Obama tries to wrest control of message from opponents

It’s been one year since President Obama lost control of the message on health care reform, amid riotous town halls and alarms over death panels.

He has yet to wrest the narrative back, and now faces a campaign season in which health care, as well as other key issues, is increasingly defined more by Obama’s opponents than by the White House.

“A year ago, in a lot of ways, Obama was at his worst, and things were bad for the party,” said Cindy Rugeley, a political scientist at Texas Tech University. “He is getting more in attack mode now, but in some ways he doesn’t seem comfortable as the ‘partisan president.’ ”

With control of Congress and the fate of his agenda at stake, Obama is increasingly in full-throated campaign mode.

But a Gallup poll last week underscores the administration’s difficulty in turning its achievements into political assets. In 13 policy areas, Obama’s performance scored majority approval in just one — on race relations.

In every other category, including Iraq, the environment, energy, foreign affairs, the economy and immigration, Obama’s approval score was under 50 percent.

His economic policies in particular have cost him support among political moderates and provided traction to Republicans claiming his efforts have done little to create jobs.

“I think part of the issue where the bottom dropped out for Obama is among independents,” said Dennis Goldford, a political scientist at Drake University.

“Independents care more about competence than ideology,” Goldford said. “And the Obama folks, as far as they are concerned, just don’t seem to be getting the job done.”

The overarching issue in the campaign is the economy, and there Obama has struggled to find a strong, positive message to campaign on.

With the unemployment rate stuck at 9.5 percent and Americans increasingly doubtful about the prospects for economic recovery, the White House is trying to push a message that things are slowly turning around and will get better, eventually.

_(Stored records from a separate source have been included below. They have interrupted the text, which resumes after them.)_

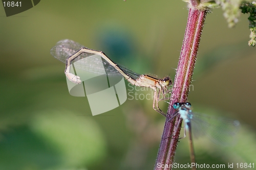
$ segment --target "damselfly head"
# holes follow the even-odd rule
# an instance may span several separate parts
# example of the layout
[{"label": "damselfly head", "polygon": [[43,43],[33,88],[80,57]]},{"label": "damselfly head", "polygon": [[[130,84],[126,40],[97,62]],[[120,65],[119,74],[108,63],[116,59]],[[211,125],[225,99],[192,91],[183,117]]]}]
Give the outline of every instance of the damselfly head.
[{"label": "damselfly head", "polygon": [[175,109],[178,109],[181,106],[181,103],[176,102],[174,104],[173,107]]},{"label": "damselfly head", "polygon": [[187,109],[189,109],[191,107],[191,104],[189,102],[186,103],[175,103],[173,105],[173,107],[175,109],[178,109],[181,106],[183,106]]},{"label": "damselfly head", "polygon": [[169,77],[165,77],[161,80],[161,84],[163,86],[168,86],[172,85],[172,83],[173,82]]}]

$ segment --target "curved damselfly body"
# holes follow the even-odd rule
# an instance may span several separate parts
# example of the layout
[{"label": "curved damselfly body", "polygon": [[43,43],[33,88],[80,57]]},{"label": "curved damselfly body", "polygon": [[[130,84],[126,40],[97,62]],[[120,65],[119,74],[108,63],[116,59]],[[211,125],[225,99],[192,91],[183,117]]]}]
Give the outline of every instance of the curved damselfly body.
[{"label": "curved damselfly body", "polygon": [[[121,65],[117,64],[101,51],[87,48],[71,40],[58,42],[51,49],[51,54],[66,65],[65,73],[73,83],[81,83],[79,76],[70,72],[73,64],[77,68],[98,74],[106,73],[108,76],[122,76],[132,84],[150,87],[154,90],[153,108],[162,115],[166,114],[159,108],[158,102],[160,93],[163,96],[170,92],[167,88],[172,85],[169,77],[158,79],[151,76],[139,74]],[[83,59],[85,60],[83,60]],[[101,66],[102,65],[103,67]]]},{"label": "curved damselfly body", "polygon": [[[198,138],[206,136],[215,143],[222,145],[233,144],[236,135],[240,126],[238,120],[217,117],[192,112],[189,102],[175,103],[173,108],[177,111],[172,116],[169,120],[178,114],[184,120],[184,138],[188,132],[190,159],[195,163],[195,152],[193,145],[192,136]],[[196,169],[194,167],[194,169]]]}]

To add some zest to the message, Obama has intensified his partisan rhetoric — specifically using his predecessor’s name in campaign speeches and blaming Republican policies for the nation’s economic woes.

“They are not offering a single new idea,” Obama said last week in Dallas. “They are counting on you forgetting that it was a consequence of these policies that got us into this mess in the first place.”

Obama frequently reminds supporters that he made a series of tough, unpopular decisions — for example, supporting industry bailouts for automakers and bankers — to stave off an even worse economic collapse.

Republicans, meanwhile, seizing on public anxiety about jobs and the economy, are touting key Obama initiatives as job killers — including an energy bill, stimulus spending, small-business legislation and health care reform.

Alex Conant, a Republican strategist, said the White House is “desperately trying to reframe the election” away from a referendum on Obama and Democratic leadership.

“Unfortunately from their point of view, historically when one party runs everything, elections become referendums on the job they are doing,” Conant said.